New online filing system - the good, the bad and the ugly

Nigeria

The procedure for the registration of trademarks in Nigeria has always been long and tedious due to the fact that registration was a manual process. Therefore, the introduction of an automated registration procedure was eagerly awaited.

The commencement date for the pilot test of the online registration system was initially scheduled for April 15 2011, but the test was later shelved for logistic reasons. The system finally became a reality on July 16 2012.

The good:

  • Prior to the commencement of the test, the registry embarked on the process of developing a database containing all its official files.
  • The creation of the database was preceded by the cumbersome process of gathering data, scrutinising the manual procedures, building capacity and acquiring the technological skills required for the task.
  • An individual assessment of the registry’s staff was carried out, and employees were then deployed to different areas of the newly reformed registry in order to ensure optimal productivity.
  • In a bid to stop shady practices by unscrupulous individuals, the registry put in place an accreditation procedure for agents, firms or other interested parties seeking to access the online system.
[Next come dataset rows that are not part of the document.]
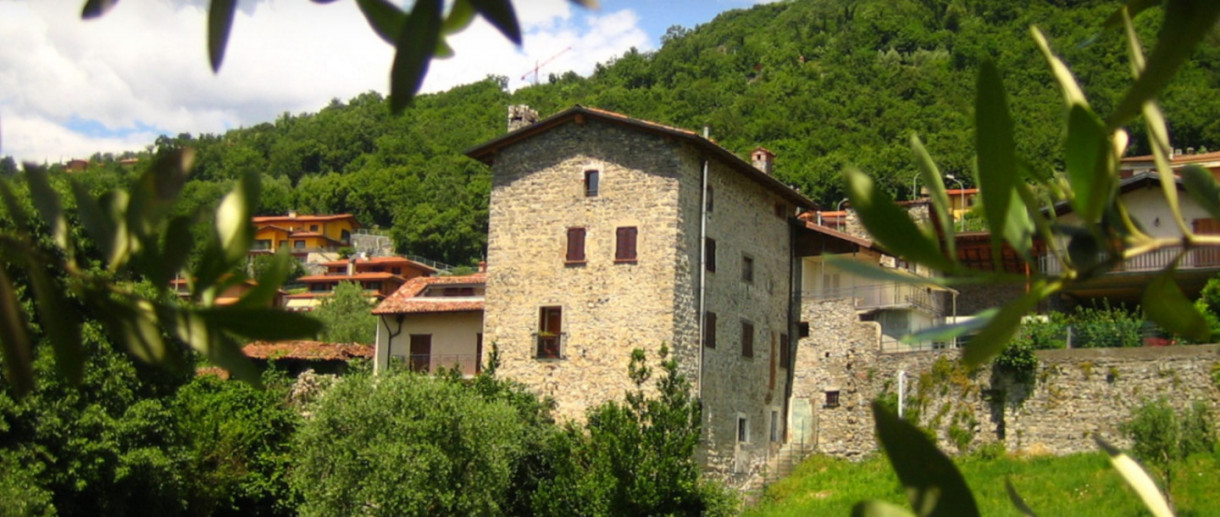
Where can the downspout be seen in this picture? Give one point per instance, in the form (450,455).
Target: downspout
(389,339)
(703,268)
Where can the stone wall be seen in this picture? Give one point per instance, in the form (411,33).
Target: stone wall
(747,224)
(608,307)
(1076,393)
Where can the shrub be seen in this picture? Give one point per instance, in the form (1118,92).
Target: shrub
(403,444)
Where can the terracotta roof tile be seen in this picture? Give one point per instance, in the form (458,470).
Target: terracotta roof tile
(308,350)
(406,300)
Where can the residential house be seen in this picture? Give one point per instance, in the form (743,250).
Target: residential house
(303,233)
(1124,284)
(608,234)
(433,322)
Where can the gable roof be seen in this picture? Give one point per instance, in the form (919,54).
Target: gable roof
(406,299)
(487,151)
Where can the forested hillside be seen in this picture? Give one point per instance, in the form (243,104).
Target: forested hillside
(822,83)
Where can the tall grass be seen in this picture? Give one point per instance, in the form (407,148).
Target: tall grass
(1081,484)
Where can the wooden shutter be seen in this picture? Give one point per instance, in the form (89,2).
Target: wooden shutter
(576,244)
(625,244)
(747,339)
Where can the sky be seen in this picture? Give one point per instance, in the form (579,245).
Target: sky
(70,88)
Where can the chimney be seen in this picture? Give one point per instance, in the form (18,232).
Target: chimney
(763,160)
(520,116)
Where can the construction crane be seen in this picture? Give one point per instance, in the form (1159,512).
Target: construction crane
(539,65)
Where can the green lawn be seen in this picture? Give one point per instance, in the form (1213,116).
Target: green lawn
(1077,485)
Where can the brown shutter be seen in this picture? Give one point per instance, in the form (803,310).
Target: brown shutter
(747,339)
(625,244)
(576,244)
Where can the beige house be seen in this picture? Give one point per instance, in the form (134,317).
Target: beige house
(432,322)
(608,234)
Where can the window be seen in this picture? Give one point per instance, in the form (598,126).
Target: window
(550,323)
(575,245)
(421,352)
(625,244)
(747,339)
(785,351)
(591,183)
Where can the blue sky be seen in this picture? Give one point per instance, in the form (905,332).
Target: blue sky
(70,88)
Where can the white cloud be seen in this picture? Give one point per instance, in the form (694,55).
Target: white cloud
(145,65)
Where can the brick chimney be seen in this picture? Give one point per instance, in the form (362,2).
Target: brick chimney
(520,116)
(763,160)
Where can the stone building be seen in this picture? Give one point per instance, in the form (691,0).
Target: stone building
(608,234)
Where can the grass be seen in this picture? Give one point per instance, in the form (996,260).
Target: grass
(1081,484)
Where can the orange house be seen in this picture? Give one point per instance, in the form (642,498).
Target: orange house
(303,233)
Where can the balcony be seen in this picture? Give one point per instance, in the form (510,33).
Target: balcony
(1196,259)
(889,295)
(466,363)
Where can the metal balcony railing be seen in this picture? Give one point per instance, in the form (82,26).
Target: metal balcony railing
(885,295)
(467,363)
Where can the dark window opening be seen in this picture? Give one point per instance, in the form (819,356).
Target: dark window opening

Upon fulfilment of the accreditation requirements, the accredited person or firm is granted a unique access code, through which it can access the website at all times.
  • Information on trademark practice, the registry’s involvement in international institutions and organisations, and seminars and workshops will be included in the registry’s website and accessible by accredited agents.
  • There is a 24-hour period for filing online.
  • The government will have access to relevant statistics in order to formulate policies.

The bad:

  • The payment of official fees was difficult, as agents had to go to the bank to effect payment (there was only one designated bank, which resulted in lengthy queues), and then scan and send the proof of filing to the registry. This problem has now been rectified with the introduction (on October 29) of the possibility of paying by ATM card.
  • It was impossible to make payment in the name of applicants which had the symbol ‘&’ in their names. This has now also been rectified.
  • It was impossible to file new patent applications and certain trademark applications.
  • Additional fees (referred to as ‘technology fees’) were introduced, which had the effect of increasing the amount of the filing fees.
  • It was difficult to access the online portal due to connectivity problems.
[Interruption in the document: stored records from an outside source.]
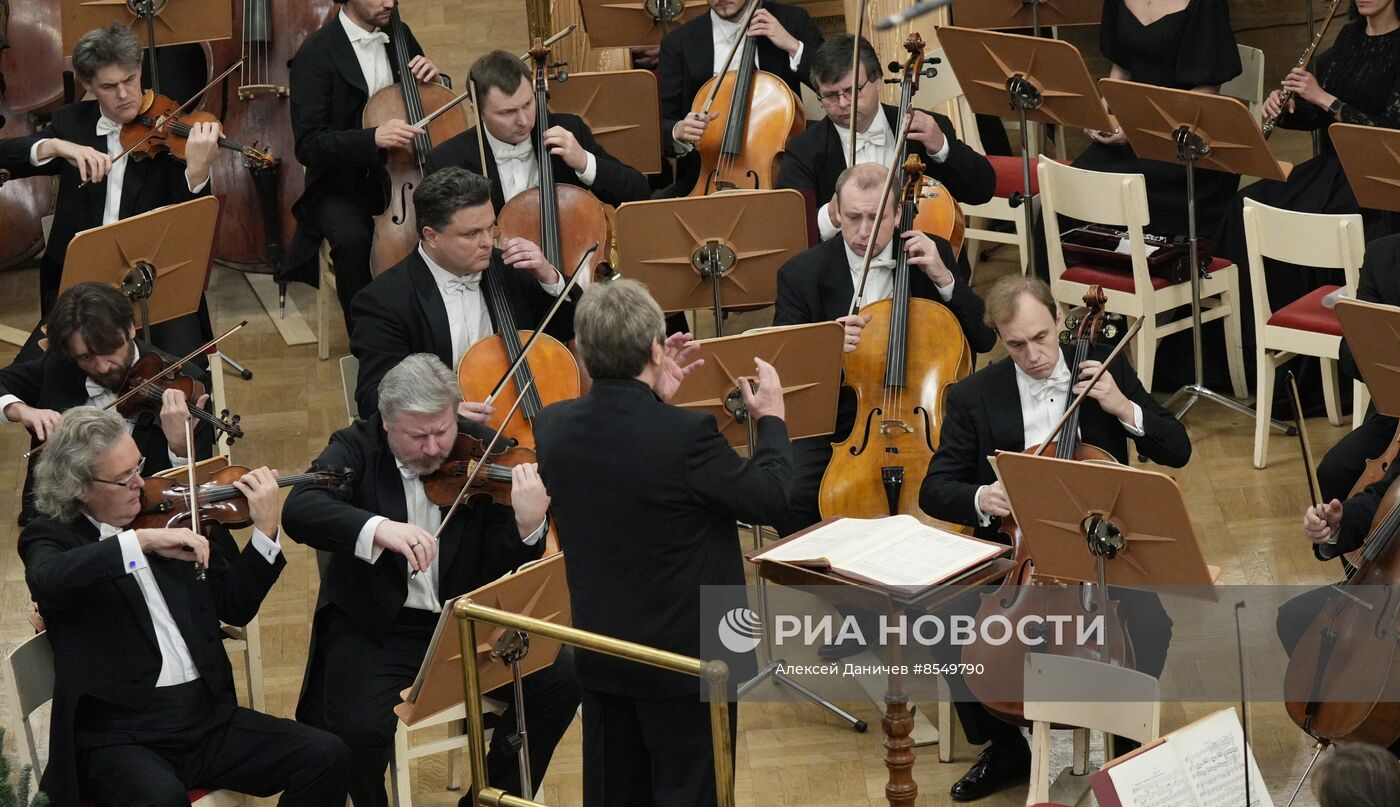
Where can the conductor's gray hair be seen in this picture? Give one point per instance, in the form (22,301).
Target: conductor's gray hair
(65,468)
(101,46)
(615,325)
(420,384)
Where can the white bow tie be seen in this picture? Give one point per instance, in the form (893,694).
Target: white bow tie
(464,283)
(1059,381)
(107,126)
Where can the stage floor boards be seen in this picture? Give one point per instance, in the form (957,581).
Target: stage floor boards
(788,754)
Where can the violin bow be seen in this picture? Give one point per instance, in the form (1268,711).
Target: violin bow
(879,215)
(1081,397)
(142,387)
(193,486)
(476,468)
(160,122)
(559,303)
(1313,488)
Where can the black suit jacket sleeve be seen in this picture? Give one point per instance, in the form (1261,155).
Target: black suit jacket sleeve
(751,491)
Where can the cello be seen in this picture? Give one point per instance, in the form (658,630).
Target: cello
(566,219)
(909,352)
(1024,596)
(759,115)
(256,196)
(395,230)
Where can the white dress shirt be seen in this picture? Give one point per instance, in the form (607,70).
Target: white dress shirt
(875,145)
(879,285)
(98,397)
(177,664)
(468,318)
(1042,405)
(423,589)
(518,167)
(371,53)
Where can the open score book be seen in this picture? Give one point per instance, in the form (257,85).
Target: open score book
(895,551)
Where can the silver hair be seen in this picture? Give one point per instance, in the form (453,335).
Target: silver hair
(419,384)
(65,468)
(101,46)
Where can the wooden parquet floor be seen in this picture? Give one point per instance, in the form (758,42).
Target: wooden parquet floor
(788,754)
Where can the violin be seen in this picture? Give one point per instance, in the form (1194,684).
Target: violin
(160,128)
(1021,594)
(153,374)
(563,217)
(165,502)
(909,352)
(759,114)
(395,230)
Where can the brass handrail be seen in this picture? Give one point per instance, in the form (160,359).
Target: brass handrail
(716,674)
The ugly - a Lagos-based law firm gave notice of its intention to commence civil proceedings against the Registrar of Trademarks and the IT firm responsible for the online filing system, seeking a declaration that:

  • the abolition of the manual registration system was illegal, as it was made unilaterally and without statutory backing;
  • the compulsory electronic filing of applications is illegal and constitutes an oppressive restraint on trademarks owners and practitioners;
  • the requirement that agents be accredited is ultra vires the provisions of the law; and
  • the additional consultancy fees are also ultra vires the provisions of the law.
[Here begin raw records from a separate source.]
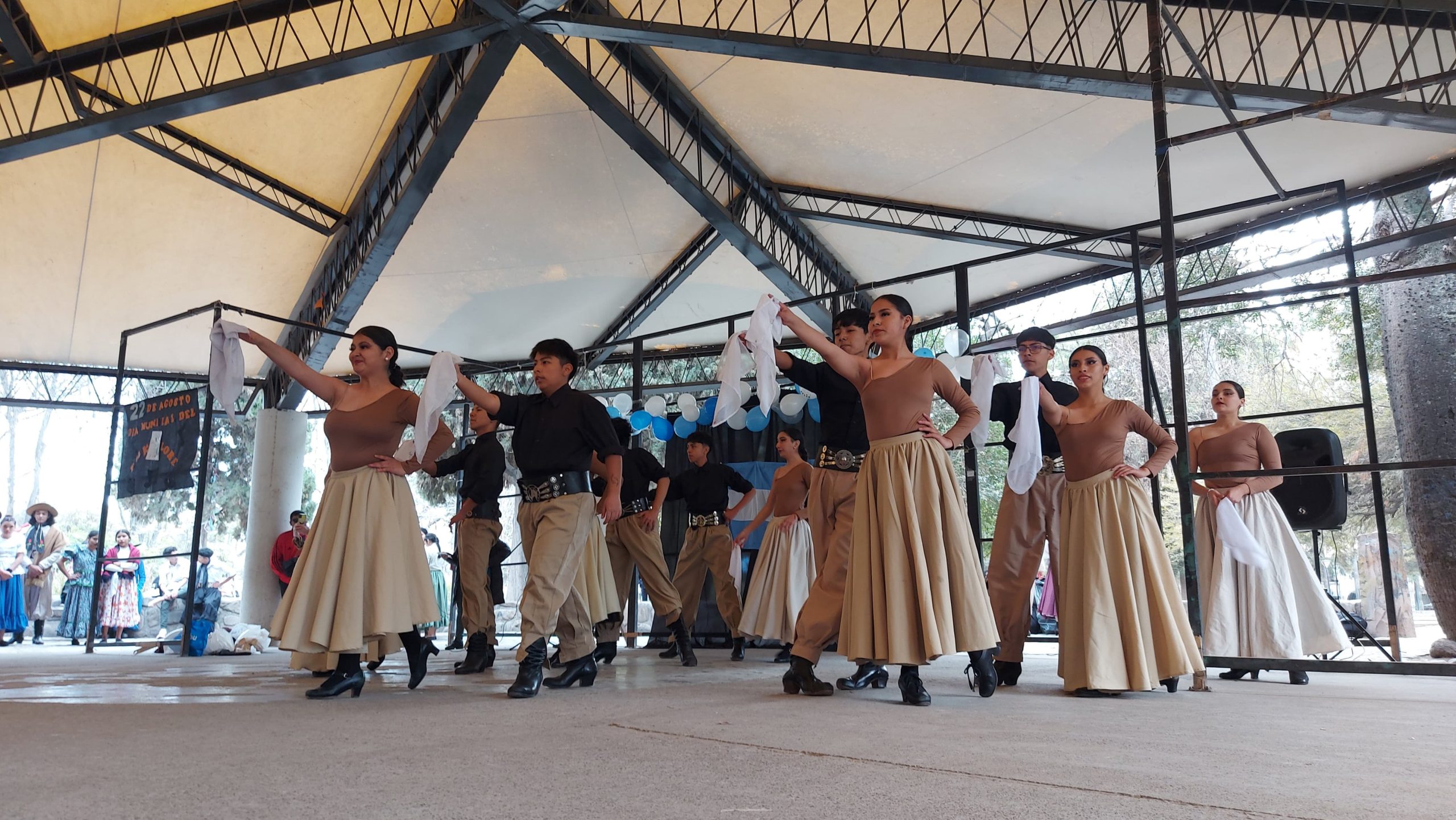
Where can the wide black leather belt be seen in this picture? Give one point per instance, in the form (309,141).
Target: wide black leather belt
(846,461)
(706,521)
(545,488)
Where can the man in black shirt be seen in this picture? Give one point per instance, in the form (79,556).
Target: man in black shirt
(482,464)
(555,436)
(832,506)
(1025,524)
(708,543)
(632,541)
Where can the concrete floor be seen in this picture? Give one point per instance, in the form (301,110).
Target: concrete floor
(158,736)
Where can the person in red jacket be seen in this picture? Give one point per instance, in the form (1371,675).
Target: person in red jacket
(286,550)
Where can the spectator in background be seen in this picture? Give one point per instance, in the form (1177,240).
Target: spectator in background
(79,567)
(169,583)
(287,548)
(12,583)
(118,596)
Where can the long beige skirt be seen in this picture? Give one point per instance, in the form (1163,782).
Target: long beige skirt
(594,582)
(781,582)
(913,589)
(1276,612)
(362,576)
(1122,621)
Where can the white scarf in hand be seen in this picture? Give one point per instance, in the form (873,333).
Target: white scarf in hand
(225,370)
(1025,459)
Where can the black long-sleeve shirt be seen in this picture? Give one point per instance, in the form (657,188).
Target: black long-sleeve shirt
(842,417)
(1007,408)
(558,433)
(640,469)
(484,467)
(705,488)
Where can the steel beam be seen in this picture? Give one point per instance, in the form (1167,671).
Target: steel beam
(1091,48)
(940,222)
(656,293)
(635,95)
(178,146)
(162,77)
(18,37)
(427,136)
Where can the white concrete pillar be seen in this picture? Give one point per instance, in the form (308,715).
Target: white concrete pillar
(277,490)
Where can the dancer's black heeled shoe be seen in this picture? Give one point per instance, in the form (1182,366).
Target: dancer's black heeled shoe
(800,679)
(529,676)
(1008,673)
(605,653)
(479,656)
(682,644)
(867,675)
(581,670)
(981,673)
(912,693)
(338,685)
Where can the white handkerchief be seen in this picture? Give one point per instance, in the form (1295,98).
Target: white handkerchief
(1236,538)
(983,378)
(440,386)
(765,331)
(225,370)
(1025,461)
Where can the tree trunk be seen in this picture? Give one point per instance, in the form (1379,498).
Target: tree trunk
(40,456)
(1418,331)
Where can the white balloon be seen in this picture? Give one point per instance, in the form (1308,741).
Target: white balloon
(739,420)
(957,341)
(792,404)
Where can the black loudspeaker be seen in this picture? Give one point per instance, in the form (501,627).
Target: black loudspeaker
(1312,501)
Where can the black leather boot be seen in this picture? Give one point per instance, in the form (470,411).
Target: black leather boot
(347,678)
(867,675)
(529,676)
(419,652)
(800,679)
(583,670)
(981,673)
(682,643)
(605,653)
(912,693)
(1008,673)
(479,654)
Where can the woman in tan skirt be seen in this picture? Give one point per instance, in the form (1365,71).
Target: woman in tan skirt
(1276,611)
(362,579)
(915,589)
(785,568)
(1123,627)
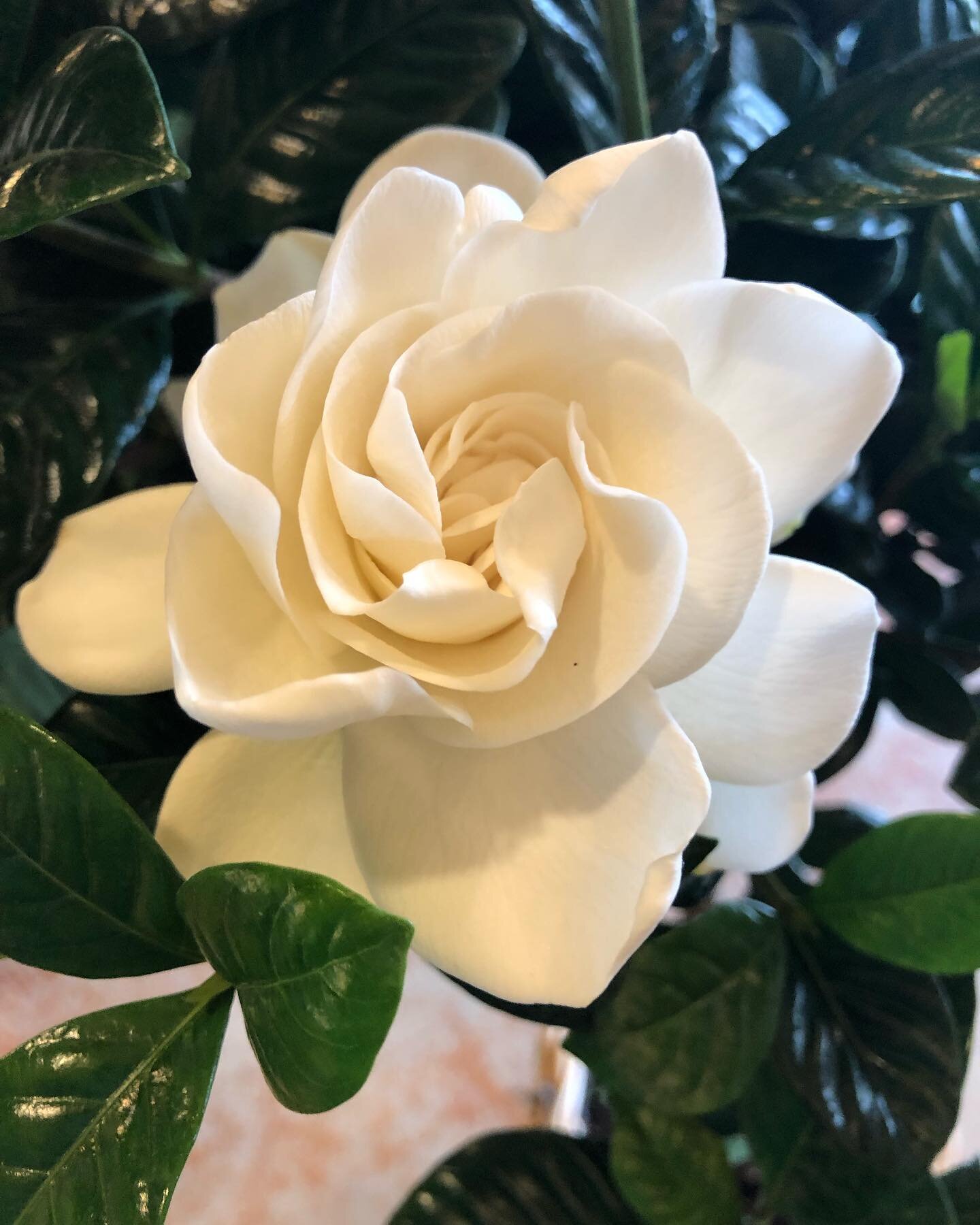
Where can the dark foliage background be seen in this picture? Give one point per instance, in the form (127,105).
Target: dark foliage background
(794,1058)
Manual filing was reinstated alongside online filing on Monday August 27 following a memo/directive issued by the Registrar, citing technical difficulties with the online filing system as the reason for the reinstatement. The action has now been put in abeyance.

Despite the difficulties encountered by the new system so far, it is believed that online filing is the way forward in Nigeria, and credit must be given to the Registrar for pushing ahead with it.